Other rules and regulations exist that don’t apply to every primary market offering. We’ll cover a few of those topics here.
Throughout this unit, we’ve discussed the typical securities registration process, which includes the 20-day cooling off period. But what if an issuer wants to register a security now and still be able to take advantage of favorable market conditions later?
For example, an issuer wants to raise capital through a bond issuance, but plans to wait until interest rates decline. Once rates fall below a certain level, the issuer wants to move quickly to lock in a lower cost of borrowing.
Issuers can do this through the shelf registration rule, formally known as SEC Rule 415. In this approach, the issuer files registration paperwork with the Securities and Exchange Commission (SEC) (typically SEC Form S-3). Parts of the form may be left blank, including details such as the security’s coupon (interest rate) and maturity. Those terms may not be known yet because the issuer is waiting for the right market conditions.

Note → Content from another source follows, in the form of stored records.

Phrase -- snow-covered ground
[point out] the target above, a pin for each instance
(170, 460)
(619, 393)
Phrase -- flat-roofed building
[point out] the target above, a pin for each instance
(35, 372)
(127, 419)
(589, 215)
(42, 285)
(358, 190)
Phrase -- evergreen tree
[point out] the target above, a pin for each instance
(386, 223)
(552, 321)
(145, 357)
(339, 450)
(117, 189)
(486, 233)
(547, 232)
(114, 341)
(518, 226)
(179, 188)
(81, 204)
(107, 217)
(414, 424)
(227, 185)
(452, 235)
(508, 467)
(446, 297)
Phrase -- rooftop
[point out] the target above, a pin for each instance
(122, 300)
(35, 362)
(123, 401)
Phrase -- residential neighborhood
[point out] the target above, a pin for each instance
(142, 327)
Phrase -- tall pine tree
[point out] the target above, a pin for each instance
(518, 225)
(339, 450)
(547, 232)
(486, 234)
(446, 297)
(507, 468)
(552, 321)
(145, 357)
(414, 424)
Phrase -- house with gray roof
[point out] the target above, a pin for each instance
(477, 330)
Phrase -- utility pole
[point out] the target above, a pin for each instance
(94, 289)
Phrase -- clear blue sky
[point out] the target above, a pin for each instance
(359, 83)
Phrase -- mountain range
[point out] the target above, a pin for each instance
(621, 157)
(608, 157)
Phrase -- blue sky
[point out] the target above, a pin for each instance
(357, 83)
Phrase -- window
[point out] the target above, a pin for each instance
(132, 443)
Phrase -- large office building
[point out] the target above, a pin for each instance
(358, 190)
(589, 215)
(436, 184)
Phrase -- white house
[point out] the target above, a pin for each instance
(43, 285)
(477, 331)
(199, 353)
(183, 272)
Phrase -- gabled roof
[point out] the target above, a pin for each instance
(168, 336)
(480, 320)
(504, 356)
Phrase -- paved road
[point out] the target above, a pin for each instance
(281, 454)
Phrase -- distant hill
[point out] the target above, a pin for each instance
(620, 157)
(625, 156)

Even with some blanks, the issuer still must provide the required disclosures that will ultimately be delivered to investors through a prospectus.
The SEC reviews the registration statement for completeness, except for the sections that are permitted to remain blank at this stage. If the required disclosures are included, the SEC declares the registration effective. The issuer then waits to sell the securities - often described as placing the registration “on the shelf.”
For up to the next three years, the issuer can take the registration “off the shelf,” complete the missing information, and offer the security to investors on short notice.
Suppose interest rates decline enough a year later. The issuer files the previously omitted details with the SEC (for example, coupon and maturity). The security can then be offered to investors 48 hours (two days) after that filing. This process avoids the 20-day cooling off period, saving 18 days.
Stabilizing bids are used by underwriters when they have a “sticky” issue - meaning the stock begins trading in the secondary market below its POP. This is what happened to Facebook during its IPO. The shares were sold at $38 in the IPO, but they fell well below $38 once they began trading in the secondary market. To help push the price back up, Morgan Stanley bought shares at $38 through a stabilizing bid.
Stabilizing bids are the only legal form of market manipulation. In practice, the lead underwriter enters bids to buy the stock in the secondary market, which can increase demand and support the stock price.
In the Facebook example, Morgan Stanley could’ve bought shares directly from Facebook at $38 to close its 63 million share short position, but instead chose to buy in the market. By doing so, it both closed the short position and helped “stabilize” the stock price.
The SEC allows stabilizing bids as long as certain requirements are met:
Sometimes, customers who bought shares from the syndicate during the IPO sell those shares back into the market during stabilization, and the syndicate ends up repurchasing them. In effect, the investor bought IPO shares and then immediately resold them back to the syndicate.
When this happens, the syndicate member that originally sold those shares may be assessed a penalty bid. A penalty bid requires the syndicate member to give up the selling concession earned on that sale. The logic is straightforward: the syndicate member shouldn’t be compensated for a sale if the shares were quickly sold back to the syndicate.
To reduce this behavior, many syndicate members stress long-term ownership to their customers.